In discussing next-generation applications and cyberinfrastructure investment, Reed noted that the historical model of "punctuated competitions" is not optimal in that it tends to stress a culture of competition among research centers over long-term collaboration. Research and infrastructure, he noted, mix badly since "it takes a long time to identify appropriate practices and software." Sustainability really matters because software and organizations take time.
Grids and clouds, says Reed, will tend to fuse with time. The rapid growth in the size and capability of commercial computing clouds, as exemplified by work underway at Microsoft, is driven by economics. Reliable, centrally hosted infrastructure provides commercially-based services. While grids are more tailored for academic agendas, economic factors will tend to bring these two related service models together in a fusion that is more than the sum of its parts.

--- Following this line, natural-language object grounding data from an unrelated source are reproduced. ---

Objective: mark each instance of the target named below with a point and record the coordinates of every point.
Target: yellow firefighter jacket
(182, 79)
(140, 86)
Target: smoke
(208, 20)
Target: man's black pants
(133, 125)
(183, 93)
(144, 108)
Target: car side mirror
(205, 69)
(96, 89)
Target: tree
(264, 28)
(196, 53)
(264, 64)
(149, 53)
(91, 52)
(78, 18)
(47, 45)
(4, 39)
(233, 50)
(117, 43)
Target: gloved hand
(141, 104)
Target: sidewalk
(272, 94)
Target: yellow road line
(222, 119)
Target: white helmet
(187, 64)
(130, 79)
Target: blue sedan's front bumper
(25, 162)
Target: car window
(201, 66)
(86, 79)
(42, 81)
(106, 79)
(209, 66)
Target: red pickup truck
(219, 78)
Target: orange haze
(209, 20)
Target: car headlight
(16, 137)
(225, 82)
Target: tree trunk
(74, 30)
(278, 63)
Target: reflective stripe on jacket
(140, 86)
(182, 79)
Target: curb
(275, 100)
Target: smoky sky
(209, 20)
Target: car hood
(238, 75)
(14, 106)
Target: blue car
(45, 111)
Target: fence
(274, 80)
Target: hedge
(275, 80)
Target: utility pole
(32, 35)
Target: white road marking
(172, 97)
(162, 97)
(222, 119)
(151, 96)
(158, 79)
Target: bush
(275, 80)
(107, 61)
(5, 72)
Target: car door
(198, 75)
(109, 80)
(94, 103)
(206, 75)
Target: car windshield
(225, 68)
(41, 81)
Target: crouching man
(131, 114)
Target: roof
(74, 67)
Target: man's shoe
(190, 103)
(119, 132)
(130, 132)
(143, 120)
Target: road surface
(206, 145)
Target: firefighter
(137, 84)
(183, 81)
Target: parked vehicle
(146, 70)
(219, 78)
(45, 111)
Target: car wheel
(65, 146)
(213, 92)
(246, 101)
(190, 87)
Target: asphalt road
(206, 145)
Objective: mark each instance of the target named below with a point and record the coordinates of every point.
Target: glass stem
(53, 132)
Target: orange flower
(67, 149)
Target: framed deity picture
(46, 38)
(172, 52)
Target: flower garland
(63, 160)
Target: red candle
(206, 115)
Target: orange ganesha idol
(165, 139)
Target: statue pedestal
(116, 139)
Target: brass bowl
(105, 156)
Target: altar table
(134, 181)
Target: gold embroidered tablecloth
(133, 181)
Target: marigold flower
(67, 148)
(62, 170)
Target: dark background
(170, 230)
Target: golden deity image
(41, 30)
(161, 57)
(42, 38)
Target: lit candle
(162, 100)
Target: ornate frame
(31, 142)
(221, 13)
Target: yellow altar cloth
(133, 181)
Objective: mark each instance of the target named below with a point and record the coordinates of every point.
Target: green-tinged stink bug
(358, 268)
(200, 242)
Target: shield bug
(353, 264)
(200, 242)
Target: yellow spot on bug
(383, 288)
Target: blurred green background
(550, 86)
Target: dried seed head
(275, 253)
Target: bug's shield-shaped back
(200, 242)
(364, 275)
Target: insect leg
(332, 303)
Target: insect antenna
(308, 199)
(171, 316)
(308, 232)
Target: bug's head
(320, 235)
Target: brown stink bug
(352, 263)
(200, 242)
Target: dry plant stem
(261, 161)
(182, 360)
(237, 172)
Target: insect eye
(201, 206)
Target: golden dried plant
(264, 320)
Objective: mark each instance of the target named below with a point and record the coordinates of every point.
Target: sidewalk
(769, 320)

Returning to the ratio of risk and reward as he concluded, Reed stressed the need to ask big questions. In Reed's view, there are basically three: 1) biology, understanding of life and nature, 2) the universe, how matter came to be and cosmic structure, and 3) the human condition, where biology and the universe intersect in the sphere of human creativity and social life. Answering the big questions requires boldness and interdisciplinary partnerships. With the three-fold way of science -- theory, simulation and experiment -- now proven, says Reed, "Great things are ahead. We are positioned to do amazing things."